With this post, I’m starting a series of travel-oriented posts that will provide information about locations that I’ve recently traveled to. All the contents of this post and the images contained within are available for licensing or as prints. Contact me if you’re interested.
Gently laid down on the slopes of the Rif mountains in northern Morocco, beneath the peaks that gave it its name (derived from the Berber word for “goat’s horns”), Chefchaouen is a delight of narrow paved streets between houses whitewashed and painted in tones of powder blue, intriguing crafts shops, small restaurants, boutique hotels and hostels catering to the backpacking crowd.
Located close to Tangiers and the Spanish enclave of Ceuta, the now largely touristy town attracts crowds of Europeans, especially Spaniards, during the Semana Santa, so much that Spanish has become the foreign language mostly spoken by the locals. Despite the influx of visitors, Chefchaouen has retained much of the charm and magic of a city unlike any other in Morocco.
The origin of the city can be traced back to the year 1471. Founded by by Moulay Ali Ben Moussa Ben Rached El Alami, from its position high above the road from Tetouan to Fez, Chefchaouen controlled the traffic between those two important cities and acted as a fortress, defending the north of Morocco from Spanish, Portuguese, and Berber invaders. After the Moors and Jews were expelled from Spain, many found refuge there. It is said that the blue color of the houses originated in Jewish religious customs. Spain annexed Chefchaouen to Spanish Morocco in 1920, returning it to Morocco after the country regained its independence in 1956.
Today the city is divided between the new town, to the west, which doesn’t have anything of interest for the visitor, and the ancient medina, to the east, whose walls have recently been restored. The best way to visit the medina is to start at any of its entrances and just wander around, taking in the sights, sounds, and smells. The place is not huge, so don’t be afraid to get lost; eventually, you are bound to end up in its main point of attraction, the square Outa el-Hammam, with its many restaurants, the Great Mosque, and the entrance to the kasbah. Just keep in mind that many streets are quite steep, so good walking shoes and not being too out of shape are recommended.
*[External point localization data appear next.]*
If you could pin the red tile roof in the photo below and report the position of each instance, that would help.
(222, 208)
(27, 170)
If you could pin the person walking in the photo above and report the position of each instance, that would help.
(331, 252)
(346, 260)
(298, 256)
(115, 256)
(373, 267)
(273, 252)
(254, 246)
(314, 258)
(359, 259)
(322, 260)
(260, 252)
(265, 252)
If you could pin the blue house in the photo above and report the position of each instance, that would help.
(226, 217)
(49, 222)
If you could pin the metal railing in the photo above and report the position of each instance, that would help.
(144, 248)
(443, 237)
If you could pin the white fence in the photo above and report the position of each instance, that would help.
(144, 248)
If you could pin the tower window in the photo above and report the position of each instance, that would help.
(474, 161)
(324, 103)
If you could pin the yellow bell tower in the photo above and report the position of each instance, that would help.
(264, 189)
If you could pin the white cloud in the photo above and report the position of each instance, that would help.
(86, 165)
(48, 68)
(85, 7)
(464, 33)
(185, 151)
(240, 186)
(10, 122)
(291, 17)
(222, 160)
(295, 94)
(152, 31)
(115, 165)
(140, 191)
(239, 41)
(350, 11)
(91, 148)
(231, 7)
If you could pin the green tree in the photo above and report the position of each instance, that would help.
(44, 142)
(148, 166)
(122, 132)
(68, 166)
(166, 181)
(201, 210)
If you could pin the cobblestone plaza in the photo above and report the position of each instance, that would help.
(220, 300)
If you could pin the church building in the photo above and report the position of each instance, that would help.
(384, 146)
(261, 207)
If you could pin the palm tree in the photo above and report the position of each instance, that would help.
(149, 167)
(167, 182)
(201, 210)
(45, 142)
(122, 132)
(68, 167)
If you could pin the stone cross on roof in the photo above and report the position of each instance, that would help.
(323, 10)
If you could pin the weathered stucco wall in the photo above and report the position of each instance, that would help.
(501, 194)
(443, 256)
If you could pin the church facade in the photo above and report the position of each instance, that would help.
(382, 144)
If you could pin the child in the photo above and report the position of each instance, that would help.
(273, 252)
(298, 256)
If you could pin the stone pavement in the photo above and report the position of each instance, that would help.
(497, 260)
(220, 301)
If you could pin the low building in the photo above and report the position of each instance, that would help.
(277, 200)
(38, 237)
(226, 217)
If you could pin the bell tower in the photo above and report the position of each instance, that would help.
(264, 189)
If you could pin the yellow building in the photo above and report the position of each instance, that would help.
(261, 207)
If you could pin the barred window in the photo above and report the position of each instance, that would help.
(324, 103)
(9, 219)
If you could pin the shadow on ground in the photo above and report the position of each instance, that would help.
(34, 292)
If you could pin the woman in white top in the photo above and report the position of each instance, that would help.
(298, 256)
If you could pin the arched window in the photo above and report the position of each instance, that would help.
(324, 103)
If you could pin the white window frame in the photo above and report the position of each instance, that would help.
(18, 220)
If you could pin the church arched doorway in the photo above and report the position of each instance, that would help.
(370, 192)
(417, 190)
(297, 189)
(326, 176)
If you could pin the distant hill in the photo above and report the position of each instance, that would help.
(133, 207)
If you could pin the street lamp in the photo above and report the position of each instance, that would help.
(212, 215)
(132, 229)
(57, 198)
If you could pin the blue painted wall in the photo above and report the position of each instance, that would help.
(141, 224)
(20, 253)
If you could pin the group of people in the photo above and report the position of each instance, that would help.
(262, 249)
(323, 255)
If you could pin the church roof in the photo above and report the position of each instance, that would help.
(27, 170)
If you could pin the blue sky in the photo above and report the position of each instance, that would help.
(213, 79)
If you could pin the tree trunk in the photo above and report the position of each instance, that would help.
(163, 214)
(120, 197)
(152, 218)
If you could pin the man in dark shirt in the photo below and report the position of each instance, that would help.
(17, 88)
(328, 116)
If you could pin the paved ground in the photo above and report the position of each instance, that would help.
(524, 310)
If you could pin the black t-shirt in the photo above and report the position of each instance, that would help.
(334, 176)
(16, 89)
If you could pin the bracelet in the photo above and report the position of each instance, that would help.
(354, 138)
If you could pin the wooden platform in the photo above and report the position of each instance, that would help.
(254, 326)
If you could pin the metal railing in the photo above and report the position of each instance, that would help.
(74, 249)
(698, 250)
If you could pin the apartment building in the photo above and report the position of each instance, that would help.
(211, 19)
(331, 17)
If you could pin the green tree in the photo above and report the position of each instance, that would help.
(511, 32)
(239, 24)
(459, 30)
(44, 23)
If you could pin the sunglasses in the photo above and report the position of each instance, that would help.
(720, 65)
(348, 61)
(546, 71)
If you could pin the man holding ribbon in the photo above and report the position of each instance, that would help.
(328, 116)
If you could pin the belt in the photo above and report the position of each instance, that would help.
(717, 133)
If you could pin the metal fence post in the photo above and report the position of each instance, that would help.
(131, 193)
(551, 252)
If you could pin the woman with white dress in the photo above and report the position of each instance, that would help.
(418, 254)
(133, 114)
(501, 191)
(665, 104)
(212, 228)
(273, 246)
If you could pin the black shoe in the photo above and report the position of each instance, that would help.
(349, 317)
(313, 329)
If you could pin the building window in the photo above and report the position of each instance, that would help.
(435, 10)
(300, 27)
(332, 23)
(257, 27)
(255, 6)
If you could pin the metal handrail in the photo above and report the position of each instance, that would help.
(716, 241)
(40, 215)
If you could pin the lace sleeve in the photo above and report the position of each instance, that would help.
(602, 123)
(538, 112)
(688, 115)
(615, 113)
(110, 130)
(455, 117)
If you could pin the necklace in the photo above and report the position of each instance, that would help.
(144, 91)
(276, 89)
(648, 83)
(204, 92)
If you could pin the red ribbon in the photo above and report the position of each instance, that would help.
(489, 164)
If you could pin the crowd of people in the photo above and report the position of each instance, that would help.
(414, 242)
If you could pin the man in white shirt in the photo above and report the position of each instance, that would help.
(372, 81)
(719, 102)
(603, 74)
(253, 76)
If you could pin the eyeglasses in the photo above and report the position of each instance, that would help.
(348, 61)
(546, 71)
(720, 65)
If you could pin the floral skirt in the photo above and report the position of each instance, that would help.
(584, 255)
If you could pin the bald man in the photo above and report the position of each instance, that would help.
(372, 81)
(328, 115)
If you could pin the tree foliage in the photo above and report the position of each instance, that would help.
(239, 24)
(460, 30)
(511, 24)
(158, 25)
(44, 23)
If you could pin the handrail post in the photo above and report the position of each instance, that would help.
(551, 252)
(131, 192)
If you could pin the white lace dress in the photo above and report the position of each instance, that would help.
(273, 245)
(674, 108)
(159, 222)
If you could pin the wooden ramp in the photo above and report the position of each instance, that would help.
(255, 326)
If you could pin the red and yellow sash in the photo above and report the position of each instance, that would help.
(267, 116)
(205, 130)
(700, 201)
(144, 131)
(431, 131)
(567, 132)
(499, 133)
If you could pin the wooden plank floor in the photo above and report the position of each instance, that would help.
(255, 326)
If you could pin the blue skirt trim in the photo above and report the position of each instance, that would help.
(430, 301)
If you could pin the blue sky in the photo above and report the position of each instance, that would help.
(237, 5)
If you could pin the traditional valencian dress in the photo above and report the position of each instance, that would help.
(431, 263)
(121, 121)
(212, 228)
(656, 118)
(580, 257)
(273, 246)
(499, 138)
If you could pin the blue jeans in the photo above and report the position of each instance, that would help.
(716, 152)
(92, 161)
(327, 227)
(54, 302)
The architecture of most of the buildings is quite dissimilar from that of most Moroccan cities and reveals the Andalusian origin of many of its dwellers: cobbled roofs, ample windows with wrought iron grids, airy patios with trees are rather common.The people here are also definitely more relaxed than is usual around Morocco. You won’t be constantly harassed or begged for money, but know that, as soon as you get off the bus or start asking for directions, somebody will offer their services as a guide or as a porter. You will however appreciate the latter, in case you have booked one of the many hotels in the medina, since cars are not allowed in there.
If you like photography, you will have lots of possibilities here, but also challenges. Try to find the right composition with the intersecting lines of walls and play with the different shades of blue, maybe with a splotch of color given by cloths hanging outside shops or exploit the contrast with the colorful djellaba of a passerby. An overcast day will afford the perfect conditions for bringing out the tones of the walls’ paint, while a sunny day will give you a chance to add one more nuance of blue to your palette.
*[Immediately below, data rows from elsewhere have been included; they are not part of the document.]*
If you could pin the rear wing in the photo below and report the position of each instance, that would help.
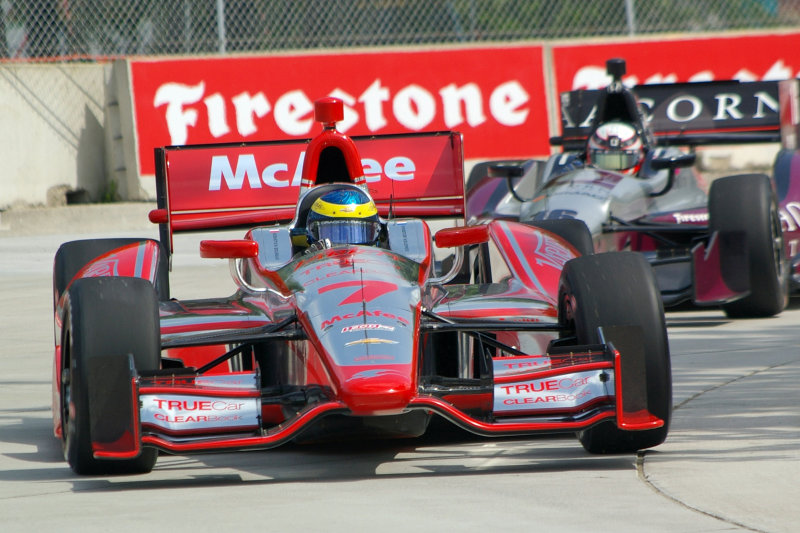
(245, 184)
(689, 114)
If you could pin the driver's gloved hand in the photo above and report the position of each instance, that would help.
(318, 245)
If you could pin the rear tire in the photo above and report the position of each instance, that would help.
(72, 256)
(617, 291)
(106, 317)
(744, 211)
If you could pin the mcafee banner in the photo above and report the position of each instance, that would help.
(494, 96)
(741, 57)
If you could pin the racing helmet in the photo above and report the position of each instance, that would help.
(344, 216)
(616, 146)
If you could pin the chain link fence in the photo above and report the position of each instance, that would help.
(86, 30)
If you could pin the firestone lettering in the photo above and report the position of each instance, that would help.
(413, 106)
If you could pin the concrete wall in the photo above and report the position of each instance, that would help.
(52, 133)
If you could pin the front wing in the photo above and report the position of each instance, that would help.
(180, 411)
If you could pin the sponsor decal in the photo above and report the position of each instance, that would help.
(367, 327)
(550, 252)
(326, 324)
(790, 216)
(362, 291)
(189, 413)
(371, 357)
(245, 172)
(106, 267)
(370, 340)
(683, 218)
(504, 366)
(562, 392)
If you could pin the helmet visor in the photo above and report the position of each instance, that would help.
(346, 231)
(615, 159)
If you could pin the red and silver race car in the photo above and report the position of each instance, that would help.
(344, 319)
(735, 244)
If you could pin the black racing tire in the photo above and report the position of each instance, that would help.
(73, 256)
(104, 317)
(744, 210)
(572, 230)
(617, 291)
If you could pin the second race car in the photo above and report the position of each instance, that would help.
(622, 174)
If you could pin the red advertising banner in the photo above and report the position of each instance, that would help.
(218, 185)
(494, 96)
(736, 57)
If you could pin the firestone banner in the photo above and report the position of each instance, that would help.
(500, 98)
(493, 96)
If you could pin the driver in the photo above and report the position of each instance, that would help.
(616, 146)
(344, 216)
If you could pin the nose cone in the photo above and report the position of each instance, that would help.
(378, 391)
(329, 110)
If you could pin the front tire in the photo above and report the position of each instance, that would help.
(744, 211)
(617, 291)
(107, 317)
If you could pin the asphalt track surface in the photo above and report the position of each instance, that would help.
(730, 463)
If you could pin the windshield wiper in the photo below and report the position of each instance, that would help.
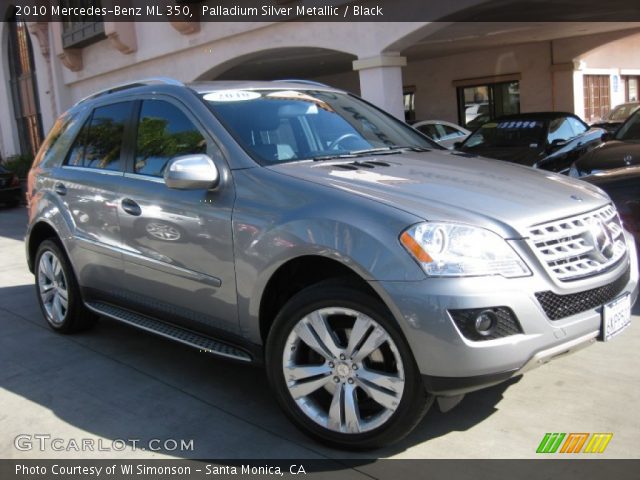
(335, 156)
(392, 150)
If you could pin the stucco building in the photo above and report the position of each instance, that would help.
(417, 70)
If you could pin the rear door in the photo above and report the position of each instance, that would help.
(178, 250)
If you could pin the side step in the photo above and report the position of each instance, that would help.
(169, 331)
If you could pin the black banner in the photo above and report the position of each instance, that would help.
(325, 10)
(569, 469)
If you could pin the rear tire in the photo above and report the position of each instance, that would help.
(342, 370)
(57, 291)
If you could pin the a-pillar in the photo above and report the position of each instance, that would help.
(381, 82)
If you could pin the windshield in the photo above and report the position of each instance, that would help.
(508, 133)
(630, 130)
(622, 112)
(276, 126)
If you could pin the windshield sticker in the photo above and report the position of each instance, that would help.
(231, 96)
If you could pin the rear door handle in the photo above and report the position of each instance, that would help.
(131, 207)
(60, 189)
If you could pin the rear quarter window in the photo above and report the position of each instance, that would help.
(60, 137)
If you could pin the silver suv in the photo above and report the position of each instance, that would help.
(295, 225)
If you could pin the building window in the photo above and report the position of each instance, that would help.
(479, 103)
(80, 31)
(409, 99)
(597, 99)
(24, 88)
(631, 89)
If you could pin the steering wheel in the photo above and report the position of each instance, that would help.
(342, 138)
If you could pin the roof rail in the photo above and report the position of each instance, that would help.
(133, 84)
(306, 82)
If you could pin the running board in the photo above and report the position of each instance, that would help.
(171, 332)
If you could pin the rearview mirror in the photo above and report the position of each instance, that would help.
(191, 172)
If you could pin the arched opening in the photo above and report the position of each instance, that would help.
(23, 83)
(320, 64)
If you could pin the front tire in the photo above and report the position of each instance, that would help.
(342, 370)
(58, 292)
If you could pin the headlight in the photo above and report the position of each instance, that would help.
(452, 250)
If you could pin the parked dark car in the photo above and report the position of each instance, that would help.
(622, 151)
(617, 116)
(10, 191)
(547, 140)
(623, 186)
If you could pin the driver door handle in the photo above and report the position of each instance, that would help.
(131, 207)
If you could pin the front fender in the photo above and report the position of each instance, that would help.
(291, 219)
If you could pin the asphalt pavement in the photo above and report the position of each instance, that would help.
(114, 386)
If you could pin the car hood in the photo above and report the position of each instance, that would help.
(453, 186)
(612, 154)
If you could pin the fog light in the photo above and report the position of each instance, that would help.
(489, 323)
(486, 322)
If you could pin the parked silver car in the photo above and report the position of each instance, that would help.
(297, 226)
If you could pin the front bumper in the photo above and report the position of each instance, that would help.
(451, 364)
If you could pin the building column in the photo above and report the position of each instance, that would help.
(381, 81)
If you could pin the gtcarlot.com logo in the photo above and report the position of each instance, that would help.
(44, 442)
(574, 442)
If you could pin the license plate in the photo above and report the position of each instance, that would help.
(616, 316)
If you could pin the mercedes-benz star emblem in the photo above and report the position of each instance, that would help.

For those interested in crafts, Chefchaouen offers some of the best chances to bring home some beautiful objects. The main industry is the weaving of textiles, especially woolen ones fashioned after the Berber style. Wrought iron artifacts, like lamps, and leather goods can also be found in the many shops that line the streets of the city. The surrounding countryside specializes in the production of olive oil and goat cheese and samples of those are available from many food shops in town. Another typical local product is kif, or hashish; the Rif region produces almost a third of the world’s crops, so it’s easy to find touts offering it to tourists and this commerce even attracts a specific group of them, but be warned that possession and consumption of marijuana are illegal in Morocco and the penalties can be severe.
Many opportunities are available to hikers who wish to explore the area around Chefchaouen, which offers natural springs, waterfalls, mountain paths, and forests.
Due to its position and elevation (600m), Chefchaouen’s climate is temperate and nights can be cool even in summer. During the winter, it is not unusual for temperature to get below freezing.